If we take our car to France, we either take the ferry or the tunnel. The word channel is superfluous, and in the U. K. the Channel Tunnel is really the only one worthy of mention, so we just say tunnel.

Posted by
1250 posts

Fred

I've heard the War of 1812 called the most misunderstood war. The Americans lost but are convinced they won. Canada didn't exist but they're convinced they won. And the British (who did actually win), have entirely forgotten about it being much more interested in Waterloo.

Posted by
3789 posts

Mike, I think you must have edited your post.....<> or I would have replied differently. You really wouldn't want us. I'll leave it at that.

Posted by
1063 posts

The Eurostar is the passenger train, Le Shuttle is the train that transports vehicles, so there is not just one type of train that uses the Channel Tunnel, hence sometimes the need for clarification of what type of train to take.

Posted by
196 posts

I just finished reading a biography of Grant, and I hadn't known this, but the United States lobbied hard to annex Canada as part of reparations after the U.S. Civil War. But Britain wasn't letting go! The Treaty of Washington was finally signed in 1871.

Posted by
12355 posts

True, it's misunderstood, the last thing the British wanted seeing the big politics from their view was to take on the US when they were at war with Napoleon.

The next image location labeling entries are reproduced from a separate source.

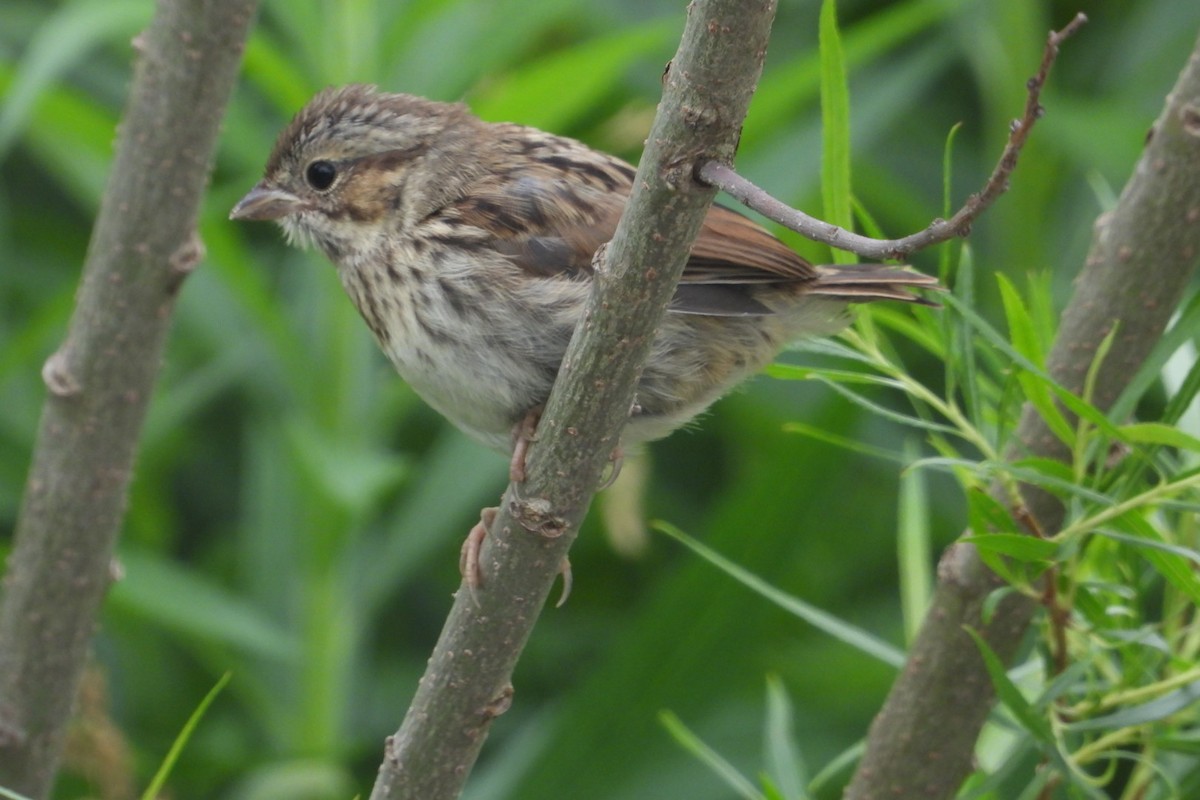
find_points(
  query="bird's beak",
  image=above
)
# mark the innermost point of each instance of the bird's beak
(265, 203)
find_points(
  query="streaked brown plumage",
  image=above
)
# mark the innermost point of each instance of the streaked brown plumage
(467, 247)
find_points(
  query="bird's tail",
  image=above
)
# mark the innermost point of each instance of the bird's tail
(868, 282)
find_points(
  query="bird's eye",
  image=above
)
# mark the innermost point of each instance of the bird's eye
(321, 175)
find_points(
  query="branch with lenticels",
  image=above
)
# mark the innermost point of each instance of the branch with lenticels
(724, 178)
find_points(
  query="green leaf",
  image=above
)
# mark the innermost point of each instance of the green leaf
(553, 91)
(1157, 433)
(913, 547)
(715, 762)
(180, 600)
(835, 627)
(177, 747)
(1018, 546)
(835, 184)
(1144, 713)
(66, 40)
(784, 763)
(1037, 389)
(1011, 696)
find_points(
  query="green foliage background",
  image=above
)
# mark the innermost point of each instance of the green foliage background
(297, 511)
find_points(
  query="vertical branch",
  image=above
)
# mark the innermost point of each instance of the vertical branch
(143, 246)
(1143, 256)
(467, 684)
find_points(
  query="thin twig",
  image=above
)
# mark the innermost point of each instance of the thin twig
(724, 178)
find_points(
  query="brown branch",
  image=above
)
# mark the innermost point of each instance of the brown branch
(1143, 256)
(723, 176)
(100, 380)
(467, 684)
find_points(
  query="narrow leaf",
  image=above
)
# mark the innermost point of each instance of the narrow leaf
(715, 762)
(835, 185)
(835, 627)
(177, 747)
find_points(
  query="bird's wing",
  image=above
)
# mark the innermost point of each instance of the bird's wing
(551, 203)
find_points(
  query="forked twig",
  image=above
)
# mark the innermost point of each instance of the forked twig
(724, 178)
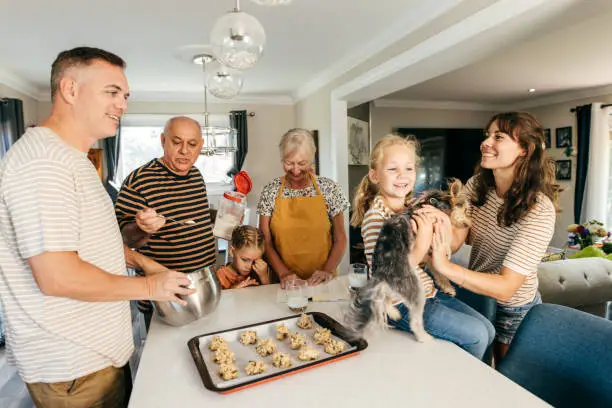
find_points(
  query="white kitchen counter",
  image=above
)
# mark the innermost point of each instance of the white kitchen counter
(393, 371)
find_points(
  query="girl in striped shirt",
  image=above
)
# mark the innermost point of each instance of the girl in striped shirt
(384, 192)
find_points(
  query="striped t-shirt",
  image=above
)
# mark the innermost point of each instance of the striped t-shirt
(519, 247)
(181, 247)
(51, 200)
(370, 228)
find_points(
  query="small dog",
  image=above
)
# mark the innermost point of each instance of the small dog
(393, 277)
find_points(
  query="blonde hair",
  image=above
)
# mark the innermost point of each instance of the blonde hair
(366, 191)
(247, 236)
(296, 139)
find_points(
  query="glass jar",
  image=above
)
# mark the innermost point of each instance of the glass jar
(230, 214)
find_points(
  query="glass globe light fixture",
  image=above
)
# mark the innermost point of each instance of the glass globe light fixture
(224, 84)
(238, 39)
(272, 2)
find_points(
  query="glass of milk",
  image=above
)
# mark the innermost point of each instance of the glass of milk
(358, 276)
(297, 298)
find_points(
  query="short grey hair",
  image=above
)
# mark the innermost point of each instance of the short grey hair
(297, 139)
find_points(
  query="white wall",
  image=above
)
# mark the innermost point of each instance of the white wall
(555, 116)
(265, 130)
(30, 105)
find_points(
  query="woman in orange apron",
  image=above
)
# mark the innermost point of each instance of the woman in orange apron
(302, 216)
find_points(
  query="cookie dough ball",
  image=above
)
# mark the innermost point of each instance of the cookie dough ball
(297, 340)
(305, 322)
(224, 356)
(322, 335)
(282, 332)
(248, 337)
(255, 367)
(333, 347)
(228, 371)
(308, 353)
(265, 347)
(281, 360)
(217, 343)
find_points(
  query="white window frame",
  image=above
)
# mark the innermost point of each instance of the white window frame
(140, 119)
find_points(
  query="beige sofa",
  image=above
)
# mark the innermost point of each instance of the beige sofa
(584, 284)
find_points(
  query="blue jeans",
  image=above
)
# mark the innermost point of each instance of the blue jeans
(449, 319)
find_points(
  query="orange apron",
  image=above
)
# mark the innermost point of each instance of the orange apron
(302, 231)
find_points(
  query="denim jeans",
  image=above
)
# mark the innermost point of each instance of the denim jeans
(449, 319)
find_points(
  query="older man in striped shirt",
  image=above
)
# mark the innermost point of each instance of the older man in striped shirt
(63, 282)
(163, 209)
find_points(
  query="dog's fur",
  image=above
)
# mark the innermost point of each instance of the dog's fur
(393, 277)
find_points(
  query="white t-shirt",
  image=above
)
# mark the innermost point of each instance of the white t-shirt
(51, 199)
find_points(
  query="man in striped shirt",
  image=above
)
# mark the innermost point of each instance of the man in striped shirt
(63, 282)
(163, 209)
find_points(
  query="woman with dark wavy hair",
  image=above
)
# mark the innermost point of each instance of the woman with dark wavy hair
(513, 197)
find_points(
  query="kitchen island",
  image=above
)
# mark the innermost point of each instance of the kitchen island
(394, 370)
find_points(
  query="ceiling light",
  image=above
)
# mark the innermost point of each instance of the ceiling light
(217, 139)
(272, 2)
(238, 39)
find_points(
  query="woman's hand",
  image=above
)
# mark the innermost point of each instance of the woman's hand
(245, 283)
(439, 249)
(288, 278)
(319, 277)
(439, 217)
(422, 225)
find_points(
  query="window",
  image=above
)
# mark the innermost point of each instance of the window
(140, 143)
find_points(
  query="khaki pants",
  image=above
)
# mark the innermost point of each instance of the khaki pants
(102, 389)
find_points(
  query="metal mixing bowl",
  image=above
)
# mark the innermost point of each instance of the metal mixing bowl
(199, 304)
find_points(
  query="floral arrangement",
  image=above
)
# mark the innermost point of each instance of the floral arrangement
(583, 235)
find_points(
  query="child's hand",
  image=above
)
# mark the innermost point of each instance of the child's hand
(422, 225)
(261, 269)
(245, 283)
(439, 249)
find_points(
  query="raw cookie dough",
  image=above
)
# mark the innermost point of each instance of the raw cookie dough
(217, 343)
(322, 335)
(282, 332)
(333, 347)
(228, 371)
(281, 360)
(248, 337)
(297, 340)
(265, 347)
(305, 322)
(224, 356)
(255, 367)
(308, 353)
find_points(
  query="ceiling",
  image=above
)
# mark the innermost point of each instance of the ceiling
(157, 39)
(570, 55)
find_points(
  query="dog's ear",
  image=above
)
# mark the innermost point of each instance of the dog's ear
(455, 189)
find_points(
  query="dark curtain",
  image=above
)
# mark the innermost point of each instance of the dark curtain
(238, 120)
(112, 146)
(583, 123)
(11, 123)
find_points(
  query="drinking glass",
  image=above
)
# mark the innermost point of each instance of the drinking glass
(358, 276)
(297, 298)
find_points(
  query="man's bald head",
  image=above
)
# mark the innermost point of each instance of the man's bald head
(182, 142)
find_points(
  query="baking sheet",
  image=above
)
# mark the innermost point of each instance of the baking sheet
(267, 330)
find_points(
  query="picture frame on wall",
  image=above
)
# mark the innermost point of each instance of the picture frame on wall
(564, 170)
(564, 136)
(358, 142)
(547, 138)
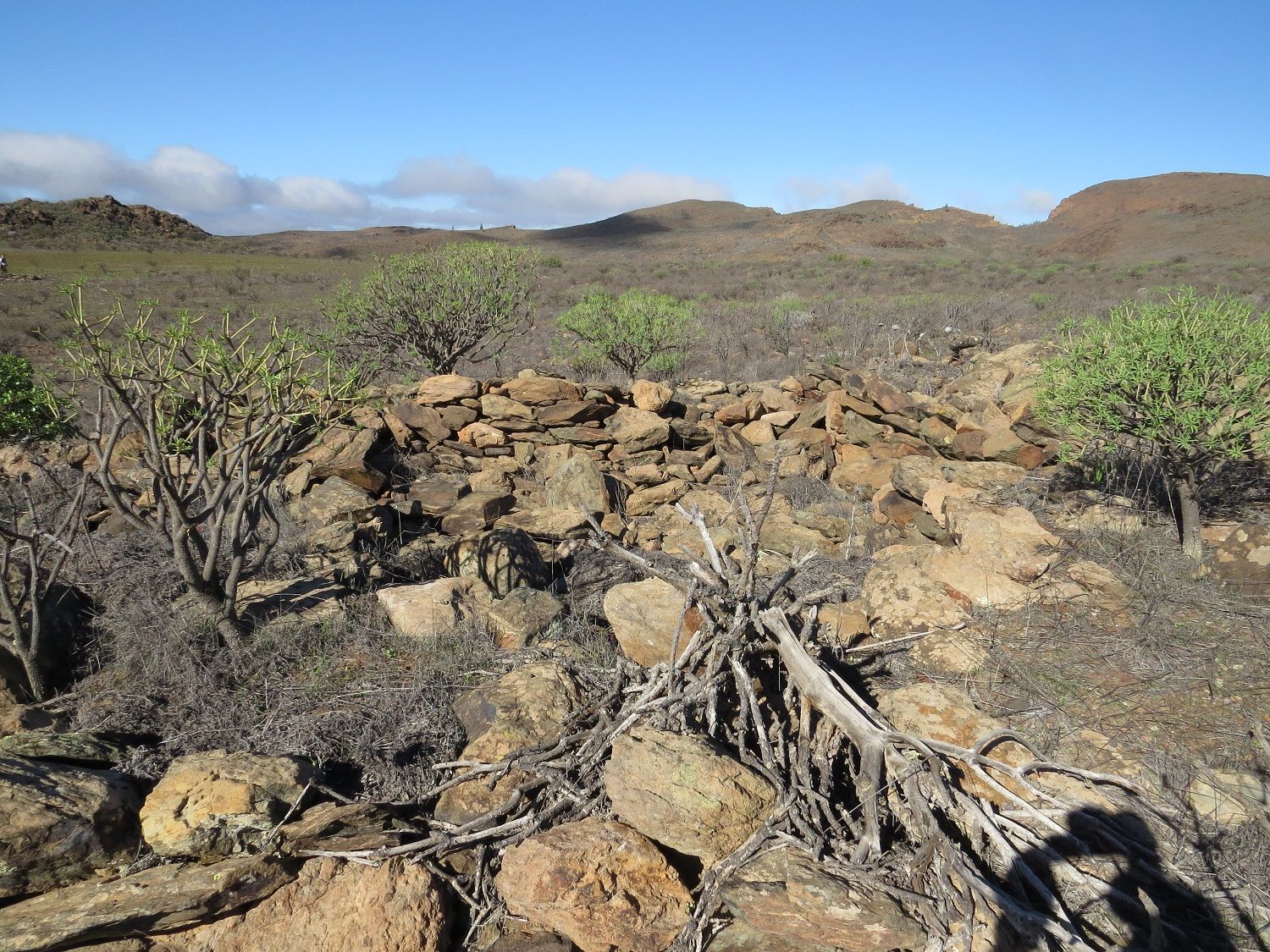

No British reinforcements reach Canada until after April 1814, ie when Napoleon abdicated., so Wellington's veterans victorious against les francais in Spain were sent over, only to be shot up grievously in Jan 1815 outside of New Orleans.

Posted by
12355 posts

Keep in mind that regardless of the reasons, justified, valid, or not, it was the US that declared war on Britain, however one may interpret that act.

The US did not win any "diplomatic victory" with the Treaty of Ghent, signed on a "status quo ante-bellum" basis in Dec 1814, both sides wanted simply to get out of the conflict, the US because the capital had been burned and the total number of battlefield defeats (some decisive victories too).

Of course, the British troops earmarked for taking New Orleans could not be informed and called back even though the war was formerly over.

Posted by
7484 posts

Brexit -- Travel Impacts April/May?

And now the War of 1812 is the center of discussion...??

as Mr. Spock would say 'fascinating', on how that came to be

Posted by
8293 posts

Yeah, Big Mike, you did edit your post about "oft" thinking the USA should have taken over Canada. Such an unfriendly thought. No wonder you removed it from your post. We await your next thought.

Posted by
7484 posts

CNN news flash

Here are the details of the Brexit agreement
EU leaders have come up with a two-part plan designed to avoid Britain crashing out without a deal on March 29.
According to the final text of the deal, leaders agreed to delay the Brexit process until May 22, if Theresa May can secure approval to the Withdrawal Agreement in the UK Parliament next week.
If May's deal fails, the UK's membership of the EU will be extended unconditionally until April 12, by which point the EU Council "expects the United Kingdom to indicate a way forward".

Still nothing definitive but narrowing the time frame on the 'when' ( maybe?)

PS--Why does the "Twilight Zone" theme music keep going through my head?